Optimization of Etching Time, Temperature of Metal Salts in Surface-texturized Silicon Fabricated Through One-Step Metal-Assisted Chemical Etching

Abstract

This study delves into the Metal-Assisted Chemical Etching (MACE) of p-type monocrystalline silicon wafers, with a focus on tailoring surface morphology for heightened performance as thermal absorbers. Employing diverse metal catalysts—specifically, nickel nitrate hexahydrate and silver nitrate salts—the investigation systematically explores the impact of catalyst type, etching time and temperature on nanostructure formation. One of the objectives was to maintain the etching temperature to be as low as possible through the application of the metal catalysts. Achieving >2 of thermal energy absorbance in the UV-Vis-NIR range required immersing samples in a nickel nitrate salt solution at room temperature for 60 minutes. Characterization through UV-Vis-NIR spectroscopy revealed reflectance and absorbance spectra, with silver nitrate salt-etched samples demonstrating exceptional performance, achieving the lowest reflectance values within the critical wavelength range of 300–1800 nm. Notably, after 60 minutes of etching, silver nitrate salt-etched samples produced reflectance values ranging from 0.19 % to 3.45 %. Optimized parameters for nickel nitrate salt-etched samples were identified at 30 minutes of etching and 50 °C, showcasing an average reflectance of 1.54 %. The consideration of energy conservation was paramount, prompting the initial observation of each catalyst's performance during the etching process with no heating at room temperature.

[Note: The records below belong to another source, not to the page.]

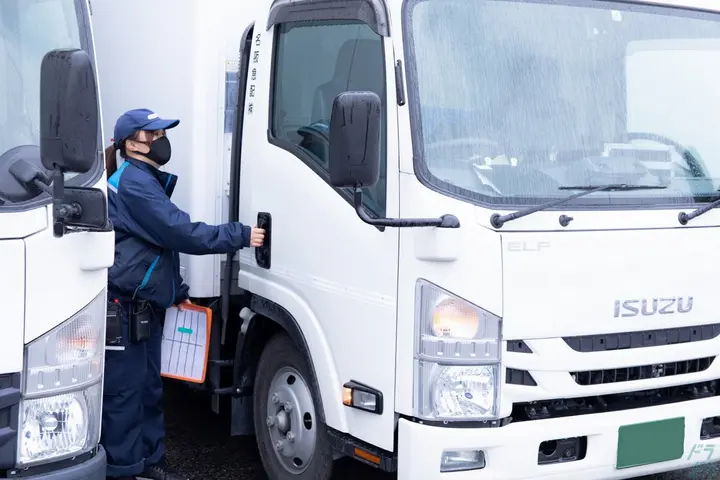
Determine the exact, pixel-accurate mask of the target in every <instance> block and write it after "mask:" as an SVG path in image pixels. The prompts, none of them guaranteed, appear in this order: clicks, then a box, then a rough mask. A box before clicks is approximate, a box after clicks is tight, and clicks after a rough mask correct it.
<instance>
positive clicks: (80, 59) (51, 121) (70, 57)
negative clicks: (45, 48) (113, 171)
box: [40, 49, 99, 173]
mask: <svg viewBox="0 0 720 480" xmlns="http://www.w3.org/2000/svg"><path fill="white" fill-rule="evenodd" d="M97 100H98V99H97V88H96V83H95V74H94V72H93V66H92V62H91V60H90V56H89V55H88V54H87V53H86V52H85V51H84V50H78V49H60V50H52V51H50V52H48V53H47V54H45V57H44V58H43V60H42V64H41V67H40V154H41V156H42V163H43V165H44V166H45V168H47V169H48V170H60V171H61V172H72V173H85V172H87V171H89V170H90V169H91V168H92V167H93V166H94V165H95V163H96V159H97V150H98V122H99V114H98V113H99V112H98V101H97Z"/></svg>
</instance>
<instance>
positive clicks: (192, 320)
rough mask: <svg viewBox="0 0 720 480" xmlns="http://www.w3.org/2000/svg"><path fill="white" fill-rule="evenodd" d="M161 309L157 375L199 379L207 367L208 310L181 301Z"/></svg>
mask: <svg viewBox="0 0 720 480" xmlns="http://www.w3.org/2000/svg"><path fill="white" fill-rule="evenodd" d="M183 307H184V309H183V310H182V311H180V310H179V309H178V308H177V307H174V306H173V307H170V308H169V309H167V311H166V312H165V326H164V328H163V338H162V354H161V362H160V367H161V368H160V375H162V376H163V377H167V378H174V379H176V380H183V381H186V382H193V383H203V382H204V381H205V372H206V371H207V358H208V348H209V345H210V329H211V325H212V310H210V309H209V308H204V307H200V306H197V305H184V306H183Z"/></svg>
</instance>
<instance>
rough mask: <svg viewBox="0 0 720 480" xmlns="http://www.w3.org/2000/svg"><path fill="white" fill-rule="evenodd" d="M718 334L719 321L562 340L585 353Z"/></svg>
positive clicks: (671, 343) (719, 333)
mask: <svg viewBox="0 0 720 480" xmlns="http://www.w3.org/2000/svg"><path fill="white" fill-rule="evenodd" d="M718 335H720V323H715V324H712V325H701V326H696V327H682V328H666V329H663V330H645V331H643V332H623V333H609V334H603V335H584V336H579V337H564V338H563V340H564V341H565V343H566V344H567V345H568V346H569V347H570V348H572V349H573V350H575V351H576V352H582V353H586V352H604V351H607V350H625V349H629V348H646V347H662V346H665V345H675V344H678V343H692V342H702V341H705V340H712V339H713V338H717V336H718Z"/></svg>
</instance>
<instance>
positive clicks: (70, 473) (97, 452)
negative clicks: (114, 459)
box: [15, 446, 107, 480]
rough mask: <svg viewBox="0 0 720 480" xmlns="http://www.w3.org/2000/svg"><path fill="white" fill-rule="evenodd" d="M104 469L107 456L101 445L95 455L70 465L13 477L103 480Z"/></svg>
mask: <svg viewBox="0 0 720 480" xmlns="http://www.w3.org/2000/svg"><path fill="white" fill-rule="evenodd" d="M106 469H107V456H106V455H105V449H104V448H102V446H101V447H99V448H98V452H97V453H96V454H95V456H93V457H92V458H90V459H89V460H87V461H85V462H83V463H79V464H77V465H73V466H72V467H68V468H63V469H62V470H55V471H51V472H47V473H41V474H38V475H32V474H30V475H29V476H23V475H15V477H18V478H23V479H27V480H105V478H106V473H105V471H106Z"/></svg>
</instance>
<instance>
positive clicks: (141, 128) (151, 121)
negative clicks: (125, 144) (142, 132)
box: [113, 108, 180, 146]
mask: <svg viewBox="0 0 720 480" xmlns="http://www.w3.org/2000/svg"><path fill="white" fill-rule="evenodd" d="M179 124H180V120H166V119H163V118H160V117H159V116H158V115H157V113H155V112H153V111H152V110H148V109H147V108H137V109H135V110H130V111H128V112H125V113H123V114H122V116H121V117H120V118H118V120H117V122H115V138H113V142H114V143H115V146H119V145H120V144H121V143H122V142H123V141H124V140H127V139H128V138H129V137H130V136H132V134H133V133H135V132H137V131H139V130H147V131H155V130H169V129H171V128H175V127H177V126H178V125H179Z"/></svg>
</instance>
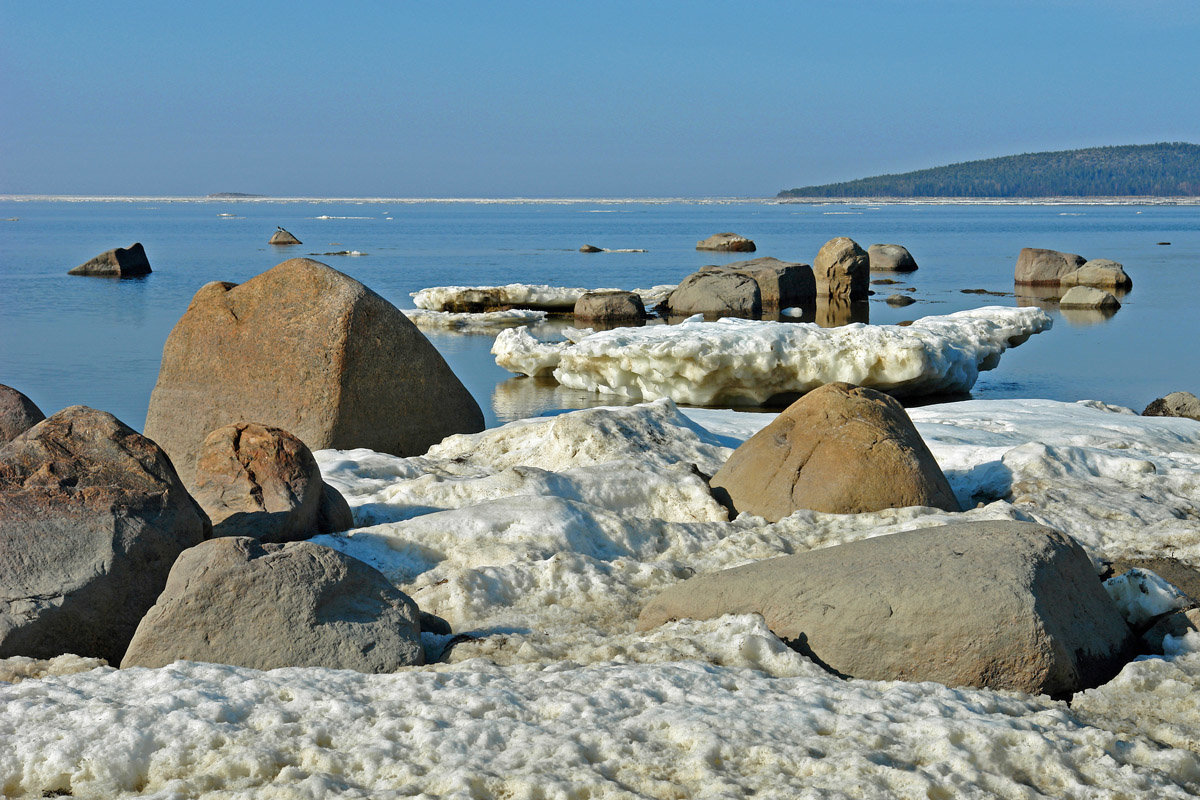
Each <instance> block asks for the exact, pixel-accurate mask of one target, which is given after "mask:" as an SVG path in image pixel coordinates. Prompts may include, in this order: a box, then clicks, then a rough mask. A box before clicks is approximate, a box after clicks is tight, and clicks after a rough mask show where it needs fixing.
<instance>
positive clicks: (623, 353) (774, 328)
mask: <svg viewBox="0 0 1200 800" xmlns="http://www.w3.org/2000/svg"><path fill="white" fill-rule="evenodd" d="M1050 325H1051V320H1050V317H1049V315H1048V314H1046V313H1045V312H1043V311H1040V309H1037V308H1006V307H1000V306H988V307H984V308H977V309H972V311H962V312H958V313H954V314H948V315H944V317H925V318H923V319H919V320H917V321H916V323H913V324H912V325H908V326H899V325H863V324H853V325H846V326H844V327H830V329H826V327H818V326H817V325H814V324H805V323H800V324H794V323H772V321H756V320H744V319H722V320H720V321H716V323H706V321H703V320H701V319H698V318H692V319H690V320H688V321H685V323H683V324H679V325H654V326H647V327H620V329H616V330H611V331H604V332H599V333H592V332H590V331H576V332H575V333H569V335H568V341H566V342H560V343H547V342H540V341H538V339H535V338H534V337H533V336H532V335H530V333H529V331H528V330H526V329H521V327H517V329H510V330H506V331H503V332H500V335H499V336H498V337H497V339H496V344H494V345H493V347H492V354H493V355H494V356H496V362H497V363H498V365H500V366H502V367H504V368H505V369H509V371H510V372H515V373H518V374H523V375H546V374H552V375H553V377H554V379H556V380H558V381H559V383H560V384H563V385H564V386H569V387H571V389H581V390H587V391H595V392H607V393H612V395H619V396H622V397H629V398H634V399H656V398H660V397H670V398H671V399H673V401H676V402H677V403H686V404H690V405H709V404H715V403H730V404H738V403H744V404H760V403H763V402H764V401H767V399H768V398H770V397H773V396H775V395H780V393H788V392H806V391H809V390H811V389H816V387H817V386H820V385H822V384H827V383H832V381H835V380H845V381H848V383H852V384H858V385H860V386H871V387H872V389H878V390H881V391H887V392H890V393H893V395H898V396H913V395H937V393H952V392H967V391H970V390H971V387H972V386H973V385H974V383H976V380H977V379H978V377H979V372H980V371H985V369H991V368H994V367H995V366H996V365H997V363H998V362H1000V355H1001V354H1002V353H1003V351H1004V350H1006V349H1008V348H1009V347H1015V345H1016V344H1020V343H1021V342H1024V341H1025V339H1027V338H1028V337H1030V336H1032V335H1033V333H1038V332H1040V331H1044V330H1046V329H1049V327H1050Z"/></svg>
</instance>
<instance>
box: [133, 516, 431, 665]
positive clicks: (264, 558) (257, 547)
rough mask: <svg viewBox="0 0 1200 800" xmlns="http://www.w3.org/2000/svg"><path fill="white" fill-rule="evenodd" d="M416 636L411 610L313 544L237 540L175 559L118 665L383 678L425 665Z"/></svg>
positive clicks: (409, 599) (336, 552)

Subsequently, in the extended phase of the study, the etching temperature was gradually increased. Raising the etching temperature served as a method of varying the process parameter to observe its impact on the formation of surface nanostructures and absorbing performance. The study concludes with recommendations for future research, advocating for the exploration of additional metal catalysts and investigation of combined catalysts.